Obama severely dismissed as proof of foreign-policy ignorance Trump’s recent suggestion that Japan and South Korea should be allowed to build their own nuclear arsenals, putting him at odds with decades of U.S. policy.

“The person who made the statements doesn’t know much about foreign policy or nuclear policy or the Korean peninsula, or the world generally,” Obama said, adding that Americans don’t want anyone with such views to occupy the White House.

Obama said the required 102 countries have now ratified an amendment to a nuclear security treaty that would tighten protections against nuclear theft and smuggling. “We have measurably reduced the risks,” he said.

But he acknowledged that with roughly 2,000 tons of nuclear material stored around the world, “not all of this is properly secured.”

Obama, wrapping up the summit, said leaders had agreed to strengthen their nuclear facilities against cyber attacks, something that outside experts see as a major weak point.

The United States and Japan also announced they had completed the long-promised task of removing all highly enriched uranium and separated plutonium fuels from a Japanese research reactor. Japan is an avowedly anti-nuclear-weapons state as the only country to have ever suffered a nuclear attack.

Despite significant strides by Obama in persuading dozens of countries to rid themselves of bomb-making materials or reduce and safeguard stockpiles, much of the world’s plutonium and enriched uranium remain vulnerable to theft.

Obama convened a separate meeting of world powers to take stock of the landmark nuclear pact they negotiated with Iran last July. It is a critical component of his nuclear disarmament agenda and a major piece of his foreign policy legacy.

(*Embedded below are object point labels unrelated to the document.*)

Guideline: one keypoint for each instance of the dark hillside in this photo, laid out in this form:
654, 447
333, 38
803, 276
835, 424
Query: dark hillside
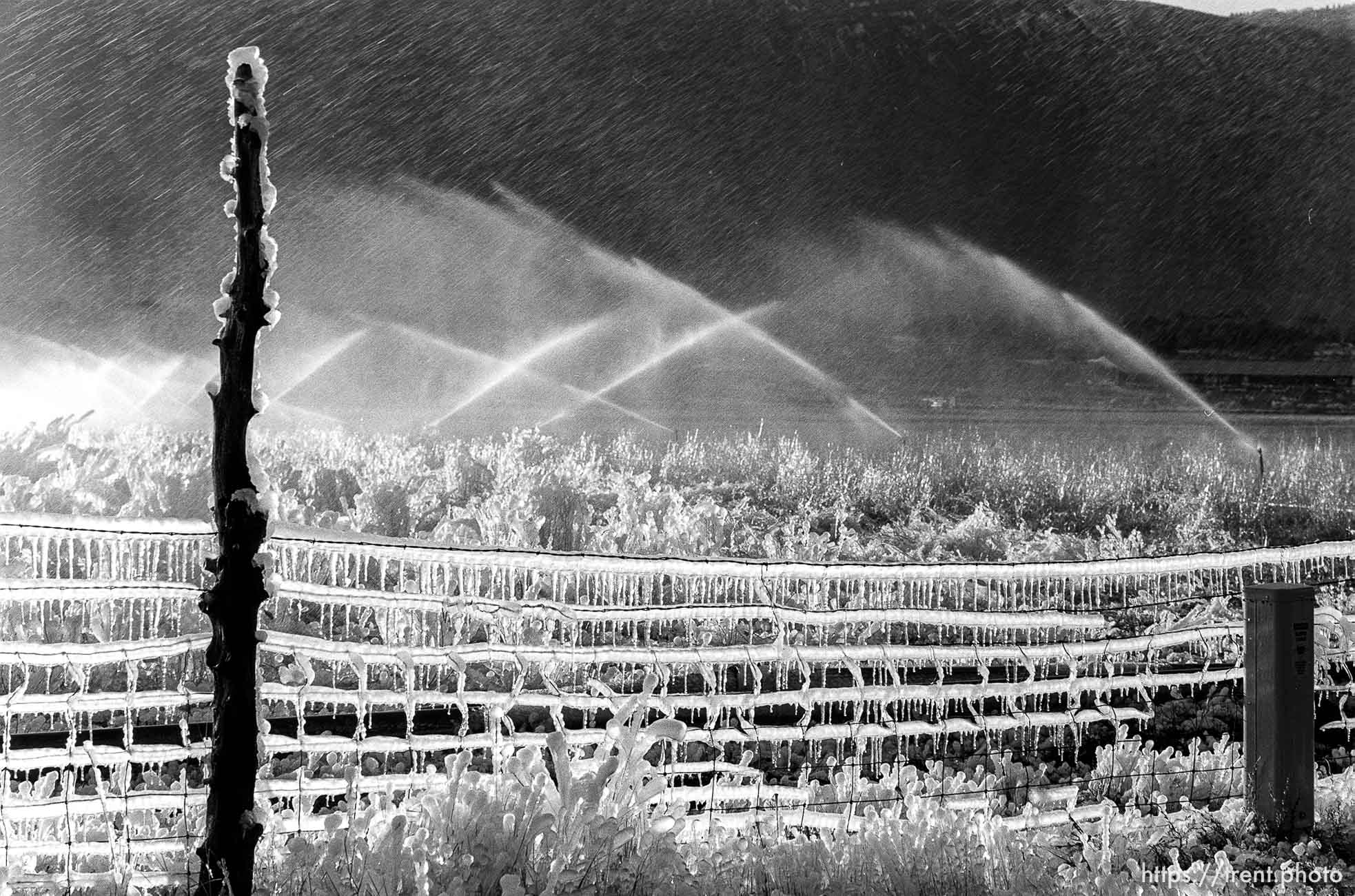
1148, 158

Obama inaugurated the first Nuclear Security Summit nearly six years ago, after a 2009 speech in Prague laying out the goal of a world free of nuclear weapons. There is no guarantee that Obama’s successor will keep the issue a high priority.

Obama made no public mention of Putin as a summit no-show. But he did say that because of the Russian’s leader’s emphasis on building up his military, there was unlikely to be any further deals for reducing the two countries’ vast nuclear weapons stockpiles during what is left of the Obama presidency.

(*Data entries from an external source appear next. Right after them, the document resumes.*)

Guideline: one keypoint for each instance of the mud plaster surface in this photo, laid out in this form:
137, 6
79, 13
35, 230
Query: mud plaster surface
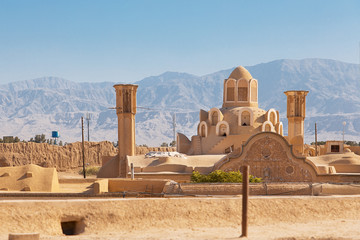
304, 217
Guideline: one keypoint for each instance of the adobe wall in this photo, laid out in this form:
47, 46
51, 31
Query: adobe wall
115, 215
29, 178
62, 158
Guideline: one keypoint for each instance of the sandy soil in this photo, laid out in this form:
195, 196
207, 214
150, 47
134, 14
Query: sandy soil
335, 217
335, 229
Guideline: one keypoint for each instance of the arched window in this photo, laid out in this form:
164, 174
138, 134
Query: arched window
245, 118
214, 118
253, 89
222, 129
271, 116
279, 128
203, 130
230, 90
267, 127
243, 90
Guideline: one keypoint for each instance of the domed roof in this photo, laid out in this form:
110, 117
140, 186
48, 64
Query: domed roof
240, 72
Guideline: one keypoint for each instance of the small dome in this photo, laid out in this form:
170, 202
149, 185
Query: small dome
240, 72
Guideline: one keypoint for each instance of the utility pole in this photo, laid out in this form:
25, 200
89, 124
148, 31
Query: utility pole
83, 144
174, 126
245, 200
316, 140
88, 121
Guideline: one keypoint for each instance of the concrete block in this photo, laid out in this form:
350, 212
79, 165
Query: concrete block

For now, U.S. experts are less concerned about militants obtaining nuclear weapons than about thefts of ingredients for a low-tech dirty bomb that would use conventional explosives to disperse radioactive material and sow panic.

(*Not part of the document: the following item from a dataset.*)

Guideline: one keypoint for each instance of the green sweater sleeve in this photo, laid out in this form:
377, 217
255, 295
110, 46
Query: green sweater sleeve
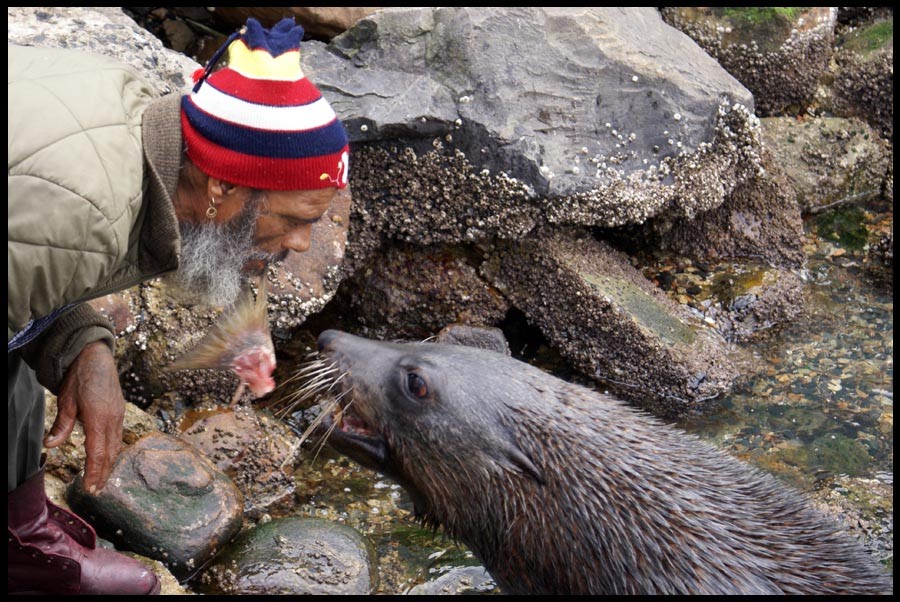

U.S. officials said they had no doubt that ISIS, which controls swaths of Syria and Iraq, was interested in obtaining such materials, but authorities had no explicit evidence that the group had tried to do so.

Obama convened a special summit session to coordinate the overall fight against ISIS. He touted gains against the group in Iraq and Syria, which he said were forcing it to lash out elsewhere, and called for stepped-up efforts to stem the flow of foreign fighters to and from the battlefield.